Plataforma sofisticada e global
"Ativo desde pelo menos 2015, o Sniper Dz evoluiu para uma plataforma criminosa sofisticada, oferecendo kits de phishing prontos, infraestrutura de hospedagem e suporte operacional a cibercriminosos", afirmou a empresa de segurança cibernética sediada em Singapura.
Desde então, mais de 20.000 domínios únicos associados ao serviço de PhaaS foram identificados. O kit tinha como alvo principal 30 grandes organizações globais, incluindo PayPal, Facebook, Instagram, Yahoo, Netflix e Steam, usando 80 modelos de phishing distribuídos em cinco idiomas, entre eles árabe, inglês, francês, espanhol e hebraico.
Campanhas de phishing que utilizavam o Sniper Dz miraram usuários de plataformas de tecnologia, mídias sociais e streaming em diversas regiões, imitando marcas populares e órgãos governamentais por meio de sites falsificados bastante convincentes, com o objetivo de coletar credenciais, informações pessoais e outros dados sensíveis.

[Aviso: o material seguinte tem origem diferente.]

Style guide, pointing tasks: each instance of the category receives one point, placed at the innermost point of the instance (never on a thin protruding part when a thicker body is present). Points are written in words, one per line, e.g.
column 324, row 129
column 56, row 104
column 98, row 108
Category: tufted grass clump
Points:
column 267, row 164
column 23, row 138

Técnicas e modelo de negócio
"Além do roubo tradicional de credenciais, a plataforma também se valeu de técnicas de engenharia social que exploravam a popularidade e a credibilidade de figuras públicas no Oriente Médio e no Norte da África", explicou a Group-IB. "Agentes de ameaça criavam contas falsas em redes sociais se passando por personalidades políticas conhecidas e as utilizavam para promover links de phishing disfarçados de ofertas promocionais ou acesso gratuito à internet."
O Sniper Dz foi alvo de uma análise abrangente da Palo Alto Networks Unit 42 em outubro de 2024, que detalhou o uso, pelo agente de ameaça, de um canal no Telegram com mais de 7.300 inscritos para compartilhar vídeos tutoriais e as opções oferecidas para hospedar as páginas de phishing em sua própria infraestrutura, protegida por um servidor proxy.
O que diferenciava o Sniper Dz no mercado concorrido de PhaaS era o oferecimento gratuito de toda a sua infraestrutura, facilitando a realização de campanhas de phishing em larga escala por cibercriminosos iniciantes. As vias de monetização se baseavam no roubo de credenciais e no tráfego das vítimas.
"As credenciais roubadas podiam ser coletadas por meio de campanhas de phishing, enquanto usuários que não cediam credenciais podiam ser redirecionados para fraudes de faturamento via operadora, assinaturas premium de SMS, esquemas de abuso de notificações no navegador e outras campanhas de golpes comissionados", afirmou a Group-IB.